A humble attempt in offering advice to anyone who is divorced, going through a divorce, or knows someone going through a divorce.

Without sounding cliché, we Muslims live in tumultuous times.

Whilst in the East our troubles are perhaps more centred around political corruption and divisive agendas, in the West it’s another gaggle of geese. Although we mostly live in peace, we still find ourselves in the emotional disarray of dealing with issues of identity and presence. Indeed, an ensuing and seemingly communal complex amidst a foray of different ideas, messages and ideologies.

Of the many complexities we suffer from, getting married appears to be the greatest issue plaguing Muslim youth in the West.
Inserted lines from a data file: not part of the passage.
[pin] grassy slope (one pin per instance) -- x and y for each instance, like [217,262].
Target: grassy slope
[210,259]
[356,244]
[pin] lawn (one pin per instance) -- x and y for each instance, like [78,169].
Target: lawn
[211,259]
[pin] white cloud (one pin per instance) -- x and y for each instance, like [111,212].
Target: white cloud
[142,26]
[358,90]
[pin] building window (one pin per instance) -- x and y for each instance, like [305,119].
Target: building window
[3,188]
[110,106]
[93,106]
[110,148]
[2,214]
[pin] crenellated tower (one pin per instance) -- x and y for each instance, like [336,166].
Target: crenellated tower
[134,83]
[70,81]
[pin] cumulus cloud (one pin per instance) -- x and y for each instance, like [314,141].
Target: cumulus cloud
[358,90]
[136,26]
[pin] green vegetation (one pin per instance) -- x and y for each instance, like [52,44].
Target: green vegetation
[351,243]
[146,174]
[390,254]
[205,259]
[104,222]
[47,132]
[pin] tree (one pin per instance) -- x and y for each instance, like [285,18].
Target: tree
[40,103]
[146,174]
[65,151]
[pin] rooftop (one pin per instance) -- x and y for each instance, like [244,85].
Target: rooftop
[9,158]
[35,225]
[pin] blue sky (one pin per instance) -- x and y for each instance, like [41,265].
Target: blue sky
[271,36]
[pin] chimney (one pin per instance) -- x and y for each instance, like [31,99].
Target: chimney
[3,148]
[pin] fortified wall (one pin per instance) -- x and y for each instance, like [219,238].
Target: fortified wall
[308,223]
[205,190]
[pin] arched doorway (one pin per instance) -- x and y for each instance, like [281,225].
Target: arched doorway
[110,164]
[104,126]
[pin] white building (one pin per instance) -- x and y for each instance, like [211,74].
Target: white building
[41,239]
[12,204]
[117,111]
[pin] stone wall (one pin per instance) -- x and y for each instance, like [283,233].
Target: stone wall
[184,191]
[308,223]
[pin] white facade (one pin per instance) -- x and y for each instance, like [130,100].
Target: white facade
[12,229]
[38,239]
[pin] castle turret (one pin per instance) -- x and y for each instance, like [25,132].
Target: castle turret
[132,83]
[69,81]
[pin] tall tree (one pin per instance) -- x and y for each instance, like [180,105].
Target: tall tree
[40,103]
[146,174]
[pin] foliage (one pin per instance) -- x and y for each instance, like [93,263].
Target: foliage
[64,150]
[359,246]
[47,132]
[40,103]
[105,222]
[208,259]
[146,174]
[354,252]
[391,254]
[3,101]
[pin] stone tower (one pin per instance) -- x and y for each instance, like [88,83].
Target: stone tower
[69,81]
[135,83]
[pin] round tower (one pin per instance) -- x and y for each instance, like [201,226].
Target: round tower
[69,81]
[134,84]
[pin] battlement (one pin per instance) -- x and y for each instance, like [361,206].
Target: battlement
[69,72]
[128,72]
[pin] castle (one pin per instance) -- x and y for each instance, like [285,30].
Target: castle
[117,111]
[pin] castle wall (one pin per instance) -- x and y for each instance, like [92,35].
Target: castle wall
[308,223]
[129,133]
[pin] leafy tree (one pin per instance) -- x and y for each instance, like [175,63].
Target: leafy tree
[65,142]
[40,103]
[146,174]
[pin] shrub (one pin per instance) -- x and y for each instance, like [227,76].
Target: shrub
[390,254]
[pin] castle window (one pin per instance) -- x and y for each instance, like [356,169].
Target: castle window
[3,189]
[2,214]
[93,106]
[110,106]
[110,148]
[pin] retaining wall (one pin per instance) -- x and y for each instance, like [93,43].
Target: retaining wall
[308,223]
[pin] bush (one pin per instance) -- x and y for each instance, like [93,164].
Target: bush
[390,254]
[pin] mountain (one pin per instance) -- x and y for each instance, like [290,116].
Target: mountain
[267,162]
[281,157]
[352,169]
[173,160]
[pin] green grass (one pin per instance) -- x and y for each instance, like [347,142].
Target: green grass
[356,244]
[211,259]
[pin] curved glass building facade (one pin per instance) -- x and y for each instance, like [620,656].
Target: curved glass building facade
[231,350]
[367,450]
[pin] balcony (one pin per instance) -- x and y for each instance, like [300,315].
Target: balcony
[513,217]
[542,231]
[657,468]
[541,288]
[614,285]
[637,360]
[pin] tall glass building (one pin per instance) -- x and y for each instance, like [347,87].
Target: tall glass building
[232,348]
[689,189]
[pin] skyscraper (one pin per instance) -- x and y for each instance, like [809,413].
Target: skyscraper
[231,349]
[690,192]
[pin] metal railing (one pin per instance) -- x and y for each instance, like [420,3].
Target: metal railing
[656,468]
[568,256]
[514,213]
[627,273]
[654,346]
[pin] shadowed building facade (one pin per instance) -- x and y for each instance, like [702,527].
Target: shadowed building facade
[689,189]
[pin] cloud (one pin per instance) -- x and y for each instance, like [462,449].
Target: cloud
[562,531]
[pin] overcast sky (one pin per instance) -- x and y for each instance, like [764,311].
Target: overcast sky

Despite the abundance of discussion around marriage, the topic only seems to be shadowed by its unpopular and sinister opposite; divorce.

In the spirit of the narration by the honourable Imam Ali:

Great faith is achieved through the resolution of complex problems.

I want to discuss this issue, one which has touched me personally, whether it be from watching my parents’ divorce, my friends, or myself.

Below is my humble attempt in offering advice to anyone who is divorced, going through a divorce, or knows someone going through a divorce.

Advice #1: Be strong

Although it is a reality that is difficult to acknowledge, we know that with every wedding we attend, a minimum of 50% will not make it over a given period. Although it is bittersweet, the truth is what will set you free. All suffer from every monumental move you make. Be it the couple or the couple’s families and friends. Seek God and remember he is the best of witnesses. How you act is a direct measure of your faith, so keep your faith in check.

Advice #2: Strive through the sensitivity

Instability and unrest are difficult realities to navigate during this anxious period. What was once a life-long plan has become a plan for damage control. Don’t be influenced by your family, friends or non-friends to damage the reputation, status or honour of the person you are divorcing or forcibly being divorced from.

Advice #3: Don’t abuse what you know

One of the key aspects of relationships are the secrets shared and the guards dropped. When you are separated, your emotional defence mechanisms will tempt you to reveal secrets once sacred between you both. It is immoral to reveal what you said between each other in confidence, what you expressed during physical intimacy and how you feel about the world and what it contains. Remember, you once used these things for closeness, don’t gamble your principles for what the evil in your inner self-demands of you.

Advice #4: Don’t become a bad person

Doing the wrong thing makes you a bad person, whether you like it or not. Your emotions aren’t an excuse for lying, exaggerating or taking what your ex-partner said or did out of context. We all rush to garner support through this difficult time. Trying to justify your decisions or thought-process can be a window to your guilt or lack of strength. Measure everything you say, because although it feels good temporarily, how you deal with your divorce means that’s what your inner-heart contains. In small communities, future prospects will know what you did and will not feel safe to enter a relationship with you. Beware.

Advice #5: Understand patience, then be it

If you suffer damaging rumours, lies or exaggerations don’t retaliate in kind. Instead, know that God promises to reveal what is hidden. Many times, I have seen my enemies fall at their own words. Whatever your religion, we all believe in a divine force that offers retribution to the bad, and recompense to the good. Both in this world and the next. Remember, there is light at the end of every tunnel.

Advice #6: Don’t degrade your gender

Both men and women suffer equally. If society is stacked against you because of double-standards, it doesn’t justify hurting anyone because of their gender. Remember, men suffer too, but in secret. Men should not make indecent suggestions about the quality of her partnership or details of physical intimacy. You don’t know what she’s been through and the strides she’s made to ready herself for marriage. Don’t break her faith in the institution, it’s easier for you than it is her.

I hope these words settle in the hearts of all who have experienced or are experiencing divorce.